Por que o manifesto foi batizado de “Brasil 200 Anos”?
O manifesto recebeu esse nome porque o país completará dois séculos de independência em 2022, quando se encerra o mandato do governo que será escolhido nesta eleição. Então, 2022 se iniciará em 2018. Sabemos que não será possível consertar tudo em quatro anos, mas será possível fazer muita coisa. Chegou a hora de refundar o Brasil.

Como o senhor analisa o quadro eleitoral, com uma disputa que tende a ser a mais acirrada da história democrática do país?
Não é possível ver que o líder das pesquisas de intenção de voto seja o maior responsável pela crise e um criminoso condenado a quase 10 anos de prisão? A mensagem que passa é que o brasileiro aprova a roubalheira. Não é possível que a corrupção e a crise não tenham deixado uma lição. Não acredito nisso.

A conjuntura melhorou nos últimos meses?
Sim, mas será preciso dar continuidade às reformas, principalmente. Depois da reforma trabalhista, temos de apoiar as outras reformas, como a da Previdência e a tributária. Ainda existe uma insegurança generalizada em razão da grande impopularidade do governo de Michel Temer, mas já está provado que as reformas não são do governo, são da sociedade. Essa década que nós passamos não foi uma década perdida, foi um período de aprendizado.

Se o ambiente está melhorando, por que o senhor demonstra tanta preocupação com os rumos da economia?

Porque ainda existe muito a ser feito. Há alguns dias, o rebaixamento do rating do Brasil pela Standard & Poor’s veio para nos lembrar de que ainda temos uma economia deficitária e mais de 12 milhões de trabalhadores desocupados. Isso é triste e preocupante.

O senhor confia na equipe econômica?
Confio muito. Henrique Meirelles, no Ministério da Fazenda, e Ilan Goldfajn, na presidência do Banco Central, operaram autêntico milagre econômico. Quem poderia imaginar que, um ano depois de uma inflação acima de dois dígitos, a taxa estaria tão baixa? Nem os mais otimistas previam que a Selic despencaria. Isso sem falar do crescimento dos índices de confiança, o reaquecimento das vendas do varejo, entre muitos outros dados positivos. O ideário que rege o país hoje está correto.

O sr. espera que o Brasil seja um país melhor, em termos políticos e econômicos, a partir dos resultados da próxima eleição?
Acredito que sim. Nos últimos anos, o inchaço desmesurado do Estado tirou a competitividade do setor produtivo, estrangulou as empresas. Como dizem lá no Nordeste, no Brasil, o carrapato ficou maior do que o boi. O Estado, hipertrofiado e mal administrado, passou a responder por cerca de 50% do PIB. Com isso, criou-se um ambiente tóxico para o setor empresarial, que gera emprego e renda.
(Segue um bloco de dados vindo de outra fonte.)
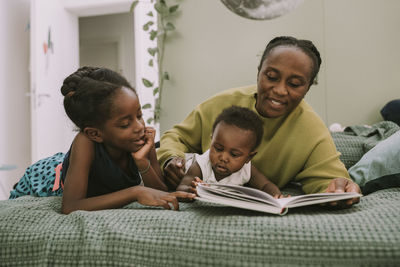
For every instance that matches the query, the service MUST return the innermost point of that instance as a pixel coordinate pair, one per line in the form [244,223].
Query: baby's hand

Portanto, tenho plena convicção de que teremos um forte crescimento assim que a competitividade for restaurada.

Como o sr. avalia a liderança de Lula e Bolsonaro nas pesquisas de intenção de voto?
Essa liderança é transitória, temporária. O Brasil é um país de memória curta, mas percebo que existe uma real transformação na cabeça do eleitor, que é a base de toda mudança necessária. Os eleitores aprenderam com os erros dos governos petistas. Hoje é quase um consenso que o Estado interventor mais atrapalha do que ajuda.
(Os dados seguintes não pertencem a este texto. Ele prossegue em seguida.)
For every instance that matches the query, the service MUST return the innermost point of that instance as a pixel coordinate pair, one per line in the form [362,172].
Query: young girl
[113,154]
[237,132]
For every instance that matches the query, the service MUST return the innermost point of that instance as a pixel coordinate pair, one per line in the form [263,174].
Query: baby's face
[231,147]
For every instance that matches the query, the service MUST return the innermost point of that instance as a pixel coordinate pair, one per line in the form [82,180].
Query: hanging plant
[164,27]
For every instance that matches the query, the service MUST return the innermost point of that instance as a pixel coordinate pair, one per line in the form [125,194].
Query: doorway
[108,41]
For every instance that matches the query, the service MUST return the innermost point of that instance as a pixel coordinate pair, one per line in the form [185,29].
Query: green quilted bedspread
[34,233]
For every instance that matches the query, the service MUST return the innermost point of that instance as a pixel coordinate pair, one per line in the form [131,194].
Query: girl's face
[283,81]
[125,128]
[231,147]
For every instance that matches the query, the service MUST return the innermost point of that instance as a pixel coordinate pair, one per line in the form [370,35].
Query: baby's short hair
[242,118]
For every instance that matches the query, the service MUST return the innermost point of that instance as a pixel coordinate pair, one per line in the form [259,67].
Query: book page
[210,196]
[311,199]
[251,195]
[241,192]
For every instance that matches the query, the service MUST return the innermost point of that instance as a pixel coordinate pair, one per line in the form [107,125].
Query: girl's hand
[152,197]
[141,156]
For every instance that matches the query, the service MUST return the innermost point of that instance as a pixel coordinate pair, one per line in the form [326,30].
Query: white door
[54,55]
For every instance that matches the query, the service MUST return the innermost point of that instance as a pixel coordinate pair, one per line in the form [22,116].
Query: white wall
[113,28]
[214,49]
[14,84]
Muitos especialistas dizem que a próxima eleição também poderá ser favorável aos chamados “outsiders”, pessoas sem nenhuma ou pouca conexão com o ambiente político. O sr. concorda?
O próximo presidente ainda não mostrou o rosto. Nos próximos meses, ele surgirá. Acredito que o próximo governante da nação será um liberal reformista, um presidente comprometido com a prosperidade, com a defesa da democracia, da Constituição e do livre mercado. Chega do modelo de capitalismo de partido. Chega de partidos se apropriando de empresas, de cargos públicos e diretorias.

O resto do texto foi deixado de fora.